NvTritonExt#

NVIDIA Triton Inference components. This extension is intended to be used with Triton 2.49.0 (x86_64) and 2.40.0 (Jetpack 6.1).

Refer to the official NVIDIA Triton documentation for support matrix and more.

  • UUID: a3c95d1c-c06c-4a4e-a2f9-8d9078ab645c

  • Version: 0.5.0

  • Author: NVIDIA

  • License: Proprietary

Components#

nvidia::triton::TritonServer#

Triton inference server component using the Triton C API.

  • Component ID: 26228984-ffc4-4162-9af5-6e3008aa2982

  • Base Type: nvidia::gxf::Component

Parameters#

log_level

Logging level for Triton.

Valid values:

0: Error

1: Warn

2: Info

3+: Verbose

  • Flags: GXF_PARAMETER_FLAGS_NONE (1 = default)

  • Type: GXF_PARAMETER_TYPE_UINT32


enable_strict_model_config

Enables strict model configuration to enforce presence of config. If disabled, TensorRT, TensorFlow saved-model, and ONNX models do not require a model configuration file. Triton can derive all the required settings automatically.

  • Flags: GXF_PARAMETER_FLAGS_NONE (true = default)

  • Type: GXF_PARAMETER_TYPE_BOOL


min_compute_capability

Minimum Compute Capability for GPU. Refer to https://developer.nvidia.com/cuda-gpus.

  • Flags: GXF_PARAMETER_FLAGS_NONE (6.0 = default)

  • Type: GXF_PARAMETER_TYPE_FLOAT64


model_repository_paths

List of Triton Model Repository Paths. Refer to bytedance/triton-inference-server

  • Flags: GXF_PARAMETER_FLAGS_NONE

  • Type: GXF_PARAMETER_TYPE_STRING


tf_gpu_memory_fraction

The portion of GPU memory to be reserved for TensorFlow models.

  • Flags: GXF_PARAMETER_FLAGS_NONE (0.0 = default)

  • Type: GXF_PARAMETER_TYPE_FLOAT64


tf_disable_soft_placement_

Allow Tensorflow to use CPU operation when GPU implementation is not available.

  • Flags: GXF_PARAMETER_FLAGS_NONE (true = default)

  • Type: GXF_PARAMETER_TYPE_BOOL


backend_directory_path

Path to Triton backend directory.

  • Flags: GXF_PARAMETER_FLAGS_NONE (”” = default)

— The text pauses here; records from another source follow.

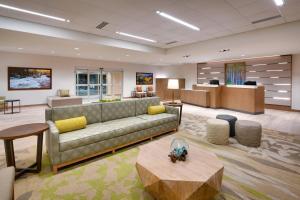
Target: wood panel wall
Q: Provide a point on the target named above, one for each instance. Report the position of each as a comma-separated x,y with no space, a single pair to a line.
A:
272,72
164,93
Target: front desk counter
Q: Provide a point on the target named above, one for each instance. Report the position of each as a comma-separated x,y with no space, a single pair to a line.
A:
244,98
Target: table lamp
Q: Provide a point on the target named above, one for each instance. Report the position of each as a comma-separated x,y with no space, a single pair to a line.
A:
173,84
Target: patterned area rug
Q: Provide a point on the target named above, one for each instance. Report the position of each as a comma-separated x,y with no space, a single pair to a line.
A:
269,172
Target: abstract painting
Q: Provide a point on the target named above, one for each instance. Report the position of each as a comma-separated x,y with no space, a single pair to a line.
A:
23,78
144,78
235,73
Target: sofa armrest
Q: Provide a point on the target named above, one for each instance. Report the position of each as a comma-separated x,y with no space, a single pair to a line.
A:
172,110
52,143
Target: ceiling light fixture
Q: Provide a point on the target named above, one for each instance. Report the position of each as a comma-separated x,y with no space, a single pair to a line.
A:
274,70
282,91
279,2
137,37
259,65
282,84
179,21
33,13
282,98
283,63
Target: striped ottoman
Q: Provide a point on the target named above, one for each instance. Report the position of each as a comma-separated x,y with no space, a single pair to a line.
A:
217,131
248,133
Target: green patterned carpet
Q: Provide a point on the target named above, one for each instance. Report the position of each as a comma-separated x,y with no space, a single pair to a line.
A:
269,172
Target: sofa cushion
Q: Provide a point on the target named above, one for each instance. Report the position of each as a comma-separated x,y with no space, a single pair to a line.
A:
99,131
155,120
154,110
92,112
118,110
143,104
102,131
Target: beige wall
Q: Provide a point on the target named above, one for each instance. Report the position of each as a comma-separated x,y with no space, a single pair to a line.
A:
296,82
63,69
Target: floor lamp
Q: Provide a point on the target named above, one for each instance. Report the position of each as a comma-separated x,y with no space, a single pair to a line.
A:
173,84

  • Type: GXF_PARAMETER_TYPE_STRING


model_control_mode

Triton model control mode.

Valid values:

  • “none”: Load all models in the model repository at startup.

  • “explicit”: Allow models to load when needed.

  • Flags: GXF_PARAMETER_FLAGS_NONE (“explicit” = default)

  • Type: GXF_PARAMETER_TYPE_STRING


backend_configs

Triton backend configurations in the format: backend,setting=value. Refer to Backend specific documentation: triton-inference-server/tensorflow_backend, triton-inference-server/python_backend’.

  • Flags: GXF_PARAMETER_FLAGS_OPTIONAL

  • Type: GXF_PARAMETER_TYPE_STRING


nvidia::triton::TritonInferencerInterface#

Helper component that provides an interface for Triton inferencing.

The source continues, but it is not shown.